The center piece of this edition was a superbly written, mostly honest (its sins are omissions) autobiographical essay about poet James Fentons' time as a journalistic stringer during the latter years of the Vietnam war. It's a beautifully crafted essay, filled with honest, sometimes brutal details and confused, smug, Trotskyite doubt. Fenton is an elitist Lefty, whose convictions hit a hard wall once he saw the implementation of the reeducation camps after Saigon fell. He also is a great, really great, writer. He crafts literature. This essay is in that vein, complete with evocative photos.

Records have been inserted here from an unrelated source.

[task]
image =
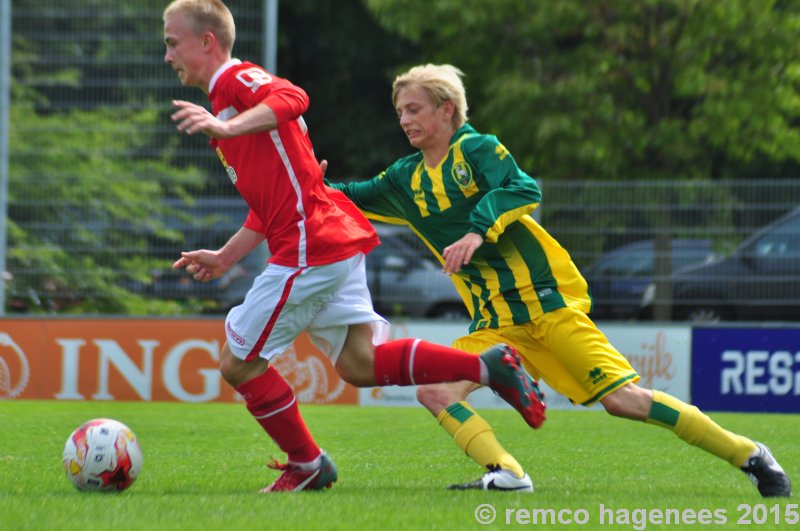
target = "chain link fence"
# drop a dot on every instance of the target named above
(104, 194)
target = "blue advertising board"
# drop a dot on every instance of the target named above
(746, 369)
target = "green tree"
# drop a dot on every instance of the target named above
(622, 89)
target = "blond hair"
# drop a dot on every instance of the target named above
(206, 15)
(441, 82)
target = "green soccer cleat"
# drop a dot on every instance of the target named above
(295, 479)
(766, 474)
(509, 381)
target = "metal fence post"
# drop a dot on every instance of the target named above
(5, 101)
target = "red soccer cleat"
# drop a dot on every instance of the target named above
(295, 479)
(509, 381)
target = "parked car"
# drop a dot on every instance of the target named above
(759, 281)
(405, 280)
(207, 223)
(618, 278)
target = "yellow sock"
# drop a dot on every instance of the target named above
(474, 435)
(696, 428)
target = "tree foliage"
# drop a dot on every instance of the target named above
(622, 89)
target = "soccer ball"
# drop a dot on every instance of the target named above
(102, 455)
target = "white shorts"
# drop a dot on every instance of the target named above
(285, 301)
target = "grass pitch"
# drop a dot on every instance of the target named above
(204, 465)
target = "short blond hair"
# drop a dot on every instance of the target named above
(206, 15)
(441, 82)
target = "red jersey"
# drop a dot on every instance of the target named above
(277, 174)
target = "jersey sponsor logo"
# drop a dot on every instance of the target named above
(14, 368)
(462, 174)
(501, 151)
(254, 78)
(597, 375)
(228, 168)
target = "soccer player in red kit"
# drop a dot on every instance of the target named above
(315, 279)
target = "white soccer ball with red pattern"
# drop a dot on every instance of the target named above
(102, 455)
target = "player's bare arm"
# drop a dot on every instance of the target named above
(192, 118)
(460, 253)
(205, 265)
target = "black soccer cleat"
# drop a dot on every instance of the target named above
(766, 474)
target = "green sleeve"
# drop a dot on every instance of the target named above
(510, 192)
(376, 198)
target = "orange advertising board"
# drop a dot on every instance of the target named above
(142, 359)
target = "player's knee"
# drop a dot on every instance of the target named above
(356, 367)
(630, 402)
(435, 397)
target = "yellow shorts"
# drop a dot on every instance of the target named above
(565, 349)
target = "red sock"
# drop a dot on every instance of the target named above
(416, 362)
(273, 404)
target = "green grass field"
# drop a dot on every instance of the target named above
(204, 465)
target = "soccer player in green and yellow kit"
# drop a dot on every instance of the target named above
(463, 194)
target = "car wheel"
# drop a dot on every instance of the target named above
(704, 314)
(449, 312)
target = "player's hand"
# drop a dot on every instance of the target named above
(460, 253)
(203, 265)
(191, 118)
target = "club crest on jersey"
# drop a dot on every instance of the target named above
(462, 174)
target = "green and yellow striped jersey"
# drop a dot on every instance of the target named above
(520, 271)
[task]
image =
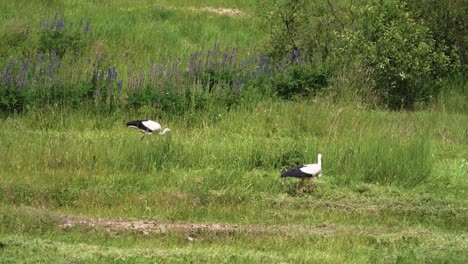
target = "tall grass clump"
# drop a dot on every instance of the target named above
(387, 161)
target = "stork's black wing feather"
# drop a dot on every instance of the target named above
(139, 125)
(296, 172)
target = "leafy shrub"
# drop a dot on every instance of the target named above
(400, 54)
(300, 80)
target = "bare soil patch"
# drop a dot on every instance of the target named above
(151, 226)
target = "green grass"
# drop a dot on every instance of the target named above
(140, 30)
(394, 188)
(224, 168)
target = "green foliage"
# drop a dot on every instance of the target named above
(448, 23)
(11, 99)
(401, 55)
(300, 80)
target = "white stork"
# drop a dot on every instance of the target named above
(305, 171)
(147, 127)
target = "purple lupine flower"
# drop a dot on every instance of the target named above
(295, 55)
(119, 85)
(60, 23)
(25, 66)
(87, 27)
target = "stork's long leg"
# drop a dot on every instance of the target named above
(299, 186)
(311, 187)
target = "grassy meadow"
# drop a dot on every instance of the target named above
(394, 185)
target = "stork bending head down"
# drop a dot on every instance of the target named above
(306, 171)
(147, 127)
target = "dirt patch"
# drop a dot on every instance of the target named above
(149, 226)
(216, 10)
(222, 11)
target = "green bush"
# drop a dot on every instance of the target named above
(300, 80)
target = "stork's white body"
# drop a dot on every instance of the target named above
(306, 171)
(147, 126)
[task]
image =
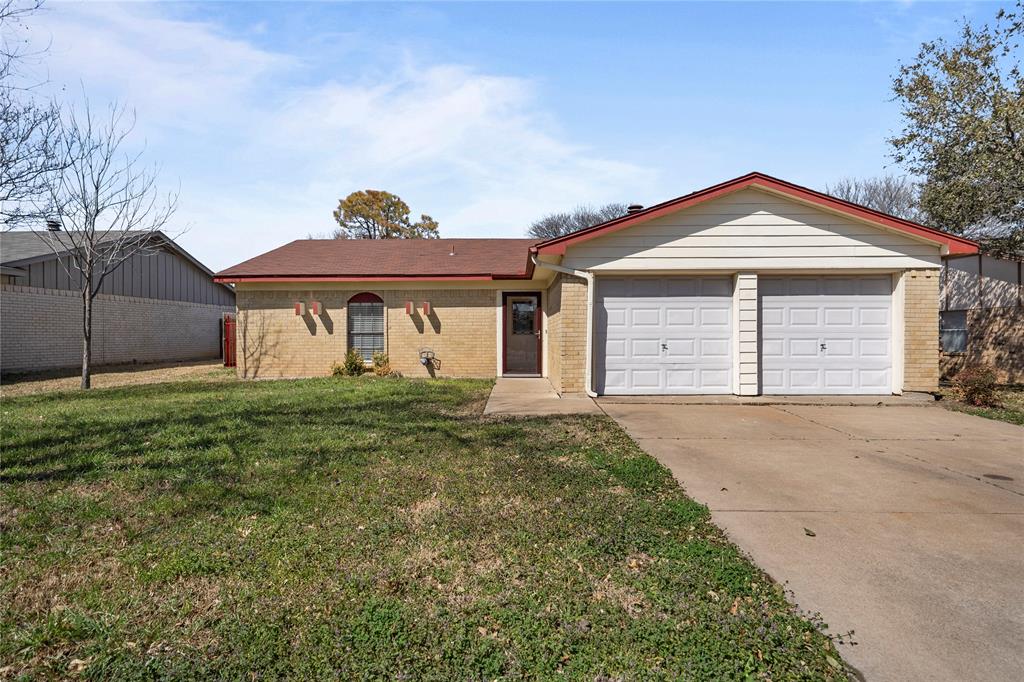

He hitched a ride into the first Communist tank to "crash" into the Presidential palace as the Saigon government collapsed, and he is honest enough to view that event as a metaphor for his time and perceptions of Vietnam. In reality, as he points out, the gate was too strong for the tank, the old watchman opened it and as the tank surged into the courtyard symbolically ending the war, the air was filled with dragonflies. Time reported the gate as being crushed under the tanks’ assault.
Three days later Saigon's citizens were doing everything they could to cheat and steal from the remarkably innocent but battle hardened North Vietnamese troops, just as they had the cynical Americans.
The essay gives one a real flavor of the conflict- its sordidness, Khmer Rouge and Vietnamese jokes, the corrupt culture, cynicism and humidity.
The rest of the edition is filled with other lesser essays about the sinking of the Belgrano, South Africa's Apartheid culture and Communist Poland etc..
Granta itself is one of the best literary magazines in the world and this volume stands up well even 35 years after publication. I always appreciate the care in editing and production Granta took. 35 years later the acid free paper is still as fresh as it was a third of a Century ago. It's well worth reading.